J'étais sceptique au début, mais l'apparition du dragon blanc derrière le joueur numéro 17 m'a complètement bluffé ! Dans ONZE HÉROÏNES AU MONDIAL, les effets spéciaux ne sont pas juste jolis, ils racontent une histoire de puissance intérieure. La façon dont l'énergie dorée entoure le ballon avant le tir donne des frissons à chaque fois. C'est du sport fantasy de très haut niveau.
La scène où l'adversaire aux cheveux blancs perd le contrôle est intense. On voit la peur dans ses yeux quand il réalise qu'il ne peut pas arrêter cette force. J'adore comment ONZE HÉROÏNES AU MONDIAL utilise les expressions faciales pour montrer le désespoir. Le contraste entre son kimono traditionnel et la magie noire qui l'envahit crée une ambiance unique et sombre sur le terrain.
L'arrivée des trois filles avec leurs propres esprits animaux est un moment clé. Elles ne sont pas là juste pour faire joli, on sent une vraie connexion avec le héros. La fille avec les flammes et celle avec le léopard des neiges apportent une dynamique d'équipe fascinante. Dans ONZE HÉROÏNES AU MONDIAL, chaque personnage semble avoir un passé lourd à porter, ce qui rend leurs interactions très touchantes.
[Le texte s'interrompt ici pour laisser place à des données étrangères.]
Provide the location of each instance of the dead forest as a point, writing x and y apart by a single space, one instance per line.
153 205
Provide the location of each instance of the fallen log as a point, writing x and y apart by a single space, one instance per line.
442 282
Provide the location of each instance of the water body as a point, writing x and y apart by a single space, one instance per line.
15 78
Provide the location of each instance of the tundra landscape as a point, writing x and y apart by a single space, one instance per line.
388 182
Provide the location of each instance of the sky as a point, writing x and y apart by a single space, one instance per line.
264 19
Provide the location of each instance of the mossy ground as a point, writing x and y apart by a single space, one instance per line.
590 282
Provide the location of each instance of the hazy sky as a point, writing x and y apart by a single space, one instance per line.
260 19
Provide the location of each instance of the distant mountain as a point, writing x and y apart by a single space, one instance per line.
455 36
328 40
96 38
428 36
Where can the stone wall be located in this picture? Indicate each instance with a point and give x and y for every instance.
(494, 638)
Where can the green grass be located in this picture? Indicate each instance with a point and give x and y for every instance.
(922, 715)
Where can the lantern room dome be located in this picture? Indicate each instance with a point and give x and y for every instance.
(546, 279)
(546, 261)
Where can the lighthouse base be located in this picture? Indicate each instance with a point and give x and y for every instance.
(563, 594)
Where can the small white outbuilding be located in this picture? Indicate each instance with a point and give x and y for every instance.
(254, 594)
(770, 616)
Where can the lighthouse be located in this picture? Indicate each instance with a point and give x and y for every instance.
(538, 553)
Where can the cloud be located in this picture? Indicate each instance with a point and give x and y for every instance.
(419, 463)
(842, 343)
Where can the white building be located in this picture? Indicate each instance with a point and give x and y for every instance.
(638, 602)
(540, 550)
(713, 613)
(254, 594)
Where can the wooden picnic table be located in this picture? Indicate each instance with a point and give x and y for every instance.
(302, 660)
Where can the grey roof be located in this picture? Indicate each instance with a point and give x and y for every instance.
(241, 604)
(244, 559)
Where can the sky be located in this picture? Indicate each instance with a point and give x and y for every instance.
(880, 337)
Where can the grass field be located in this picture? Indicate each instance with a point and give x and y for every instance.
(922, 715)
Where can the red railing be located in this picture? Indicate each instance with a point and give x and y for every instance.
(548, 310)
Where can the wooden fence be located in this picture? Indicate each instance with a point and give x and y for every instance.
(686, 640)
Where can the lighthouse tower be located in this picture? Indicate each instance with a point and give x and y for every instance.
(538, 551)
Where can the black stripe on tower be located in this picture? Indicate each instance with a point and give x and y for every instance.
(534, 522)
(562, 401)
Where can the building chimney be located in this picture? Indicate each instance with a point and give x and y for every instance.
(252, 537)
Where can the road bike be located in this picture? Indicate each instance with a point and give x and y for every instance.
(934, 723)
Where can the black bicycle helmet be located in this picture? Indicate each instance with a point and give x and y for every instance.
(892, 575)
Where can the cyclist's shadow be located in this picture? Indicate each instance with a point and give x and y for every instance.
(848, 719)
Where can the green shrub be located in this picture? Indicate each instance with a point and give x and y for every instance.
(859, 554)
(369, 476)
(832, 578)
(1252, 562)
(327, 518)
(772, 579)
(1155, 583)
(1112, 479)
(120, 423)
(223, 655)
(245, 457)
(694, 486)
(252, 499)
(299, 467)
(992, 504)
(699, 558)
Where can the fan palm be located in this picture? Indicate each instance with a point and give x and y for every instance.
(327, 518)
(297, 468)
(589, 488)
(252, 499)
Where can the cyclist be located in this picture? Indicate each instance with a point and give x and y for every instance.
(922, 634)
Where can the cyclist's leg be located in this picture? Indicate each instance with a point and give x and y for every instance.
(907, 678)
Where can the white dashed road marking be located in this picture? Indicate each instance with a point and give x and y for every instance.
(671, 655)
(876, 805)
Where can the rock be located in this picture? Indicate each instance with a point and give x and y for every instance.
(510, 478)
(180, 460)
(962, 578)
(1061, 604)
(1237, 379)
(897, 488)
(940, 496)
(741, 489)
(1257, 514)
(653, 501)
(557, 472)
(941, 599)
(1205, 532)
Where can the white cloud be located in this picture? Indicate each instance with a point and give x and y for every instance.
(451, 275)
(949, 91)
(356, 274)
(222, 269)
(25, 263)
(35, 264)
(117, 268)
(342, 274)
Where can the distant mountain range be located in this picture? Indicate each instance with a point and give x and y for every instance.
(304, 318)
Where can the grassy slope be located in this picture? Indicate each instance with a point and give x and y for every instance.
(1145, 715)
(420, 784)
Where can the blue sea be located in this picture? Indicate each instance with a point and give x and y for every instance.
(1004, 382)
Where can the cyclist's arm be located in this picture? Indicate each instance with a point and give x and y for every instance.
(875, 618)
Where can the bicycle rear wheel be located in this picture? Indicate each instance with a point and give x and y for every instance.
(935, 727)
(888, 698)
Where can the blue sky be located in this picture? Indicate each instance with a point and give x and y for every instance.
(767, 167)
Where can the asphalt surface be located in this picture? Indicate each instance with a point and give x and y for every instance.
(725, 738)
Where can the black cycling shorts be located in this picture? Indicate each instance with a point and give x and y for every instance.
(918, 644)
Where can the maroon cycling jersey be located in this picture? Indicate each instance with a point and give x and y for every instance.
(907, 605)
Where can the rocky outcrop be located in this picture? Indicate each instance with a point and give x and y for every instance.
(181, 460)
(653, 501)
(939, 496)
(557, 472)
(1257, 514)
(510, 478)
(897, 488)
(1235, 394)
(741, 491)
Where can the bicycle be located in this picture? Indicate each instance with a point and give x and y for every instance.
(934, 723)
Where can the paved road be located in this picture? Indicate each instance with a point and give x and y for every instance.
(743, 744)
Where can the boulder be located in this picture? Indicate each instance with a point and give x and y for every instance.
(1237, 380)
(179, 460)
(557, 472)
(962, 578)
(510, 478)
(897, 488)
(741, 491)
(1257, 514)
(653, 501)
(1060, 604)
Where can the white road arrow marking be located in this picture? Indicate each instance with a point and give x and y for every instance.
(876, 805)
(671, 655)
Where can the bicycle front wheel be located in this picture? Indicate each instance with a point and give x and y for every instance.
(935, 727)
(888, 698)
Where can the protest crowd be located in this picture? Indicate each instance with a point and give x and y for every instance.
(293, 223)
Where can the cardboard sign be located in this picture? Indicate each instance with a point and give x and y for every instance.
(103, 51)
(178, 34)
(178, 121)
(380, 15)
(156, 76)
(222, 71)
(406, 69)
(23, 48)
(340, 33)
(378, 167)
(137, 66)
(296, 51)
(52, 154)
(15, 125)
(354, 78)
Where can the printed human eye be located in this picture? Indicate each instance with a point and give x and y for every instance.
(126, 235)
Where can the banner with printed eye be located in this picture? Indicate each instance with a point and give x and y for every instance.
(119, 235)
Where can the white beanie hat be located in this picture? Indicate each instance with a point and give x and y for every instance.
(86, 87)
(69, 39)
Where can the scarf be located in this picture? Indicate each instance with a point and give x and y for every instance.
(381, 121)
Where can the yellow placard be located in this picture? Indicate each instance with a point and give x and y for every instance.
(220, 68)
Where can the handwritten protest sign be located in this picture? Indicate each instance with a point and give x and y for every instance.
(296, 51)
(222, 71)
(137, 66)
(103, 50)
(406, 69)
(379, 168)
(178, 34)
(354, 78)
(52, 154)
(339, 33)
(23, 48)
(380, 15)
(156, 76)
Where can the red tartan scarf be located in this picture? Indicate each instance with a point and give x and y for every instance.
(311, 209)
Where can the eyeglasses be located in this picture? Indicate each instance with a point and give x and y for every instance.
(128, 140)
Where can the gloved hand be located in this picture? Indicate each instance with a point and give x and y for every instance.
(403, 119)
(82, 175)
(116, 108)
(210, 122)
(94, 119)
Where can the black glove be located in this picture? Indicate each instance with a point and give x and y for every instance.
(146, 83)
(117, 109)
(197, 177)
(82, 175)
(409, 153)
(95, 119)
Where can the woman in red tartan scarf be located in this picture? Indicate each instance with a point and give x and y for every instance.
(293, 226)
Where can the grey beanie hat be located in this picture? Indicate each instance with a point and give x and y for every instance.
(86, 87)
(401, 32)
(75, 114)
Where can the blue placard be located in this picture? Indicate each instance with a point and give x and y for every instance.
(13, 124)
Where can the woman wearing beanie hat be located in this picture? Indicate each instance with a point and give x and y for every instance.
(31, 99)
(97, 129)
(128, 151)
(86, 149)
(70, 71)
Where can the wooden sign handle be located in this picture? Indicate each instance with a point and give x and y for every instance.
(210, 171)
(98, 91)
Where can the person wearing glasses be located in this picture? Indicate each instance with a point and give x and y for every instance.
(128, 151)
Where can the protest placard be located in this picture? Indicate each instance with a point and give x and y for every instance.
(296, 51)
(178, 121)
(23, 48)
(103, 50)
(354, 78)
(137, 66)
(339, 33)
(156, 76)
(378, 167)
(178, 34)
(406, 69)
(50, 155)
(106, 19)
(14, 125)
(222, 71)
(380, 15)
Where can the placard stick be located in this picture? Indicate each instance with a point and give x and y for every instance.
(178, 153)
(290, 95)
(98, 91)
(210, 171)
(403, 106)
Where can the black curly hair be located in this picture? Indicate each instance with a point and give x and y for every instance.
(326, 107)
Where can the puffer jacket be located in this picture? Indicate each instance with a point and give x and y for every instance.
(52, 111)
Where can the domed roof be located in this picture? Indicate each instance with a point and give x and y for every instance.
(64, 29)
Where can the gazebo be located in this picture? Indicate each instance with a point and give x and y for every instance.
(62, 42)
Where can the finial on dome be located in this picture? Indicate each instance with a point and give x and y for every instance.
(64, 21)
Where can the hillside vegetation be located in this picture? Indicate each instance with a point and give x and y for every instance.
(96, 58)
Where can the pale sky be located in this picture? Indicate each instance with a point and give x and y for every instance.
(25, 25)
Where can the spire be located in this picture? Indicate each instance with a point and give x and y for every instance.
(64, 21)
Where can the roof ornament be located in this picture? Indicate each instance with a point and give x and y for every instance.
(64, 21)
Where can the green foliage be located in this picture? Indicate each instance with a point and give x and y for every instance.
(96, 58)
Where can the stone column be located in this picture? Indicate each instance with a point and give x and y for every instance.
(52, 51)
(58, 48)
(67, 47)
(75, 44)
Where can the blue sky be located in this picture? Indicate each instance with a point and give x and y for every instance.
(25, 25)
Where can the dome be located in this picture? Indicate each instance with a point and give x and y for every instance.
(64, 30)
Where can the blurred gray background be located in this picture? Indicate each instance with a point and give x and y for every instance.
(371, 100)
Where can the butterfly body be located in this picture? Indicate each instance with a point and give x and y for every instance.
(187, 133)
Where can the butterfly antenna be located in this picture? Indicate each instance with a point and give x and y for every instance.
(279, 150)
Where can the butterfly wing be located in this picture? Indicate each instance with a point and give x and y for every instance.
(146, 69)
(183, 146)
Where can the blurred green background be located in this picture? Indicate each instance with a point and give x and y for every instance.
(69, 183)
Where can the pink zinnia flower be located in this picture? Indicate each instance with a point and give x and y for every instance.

On oublie souvent les personnages secondaires, mais la réaction du commentateur dans sa cabine est hilarante et réaliste. Il est aussi choqué que nous par ce qui se passe sur le terrain ! Cela ajoute une couche de réalisme comique à ONZE HÉROÏNES AU MONDIAL. Ça montre que même les observateurs neutres sont dépassés par la magie du jeu. Un détail qui fait sourire.
Le design des petites créatures noires avec leurs masques de oni est vraiment réussi. Ils apportent une menace palpable sans être trop effrayants. Quand ils entourent le joueur principal, la tension monte d'un cran. ONZE HÉROÏNES AU MONDIAL réussit à mélanger folklore japonais et compétition sportive de manière très fluide. J'espère en voir plus sur leur origine dans la suite.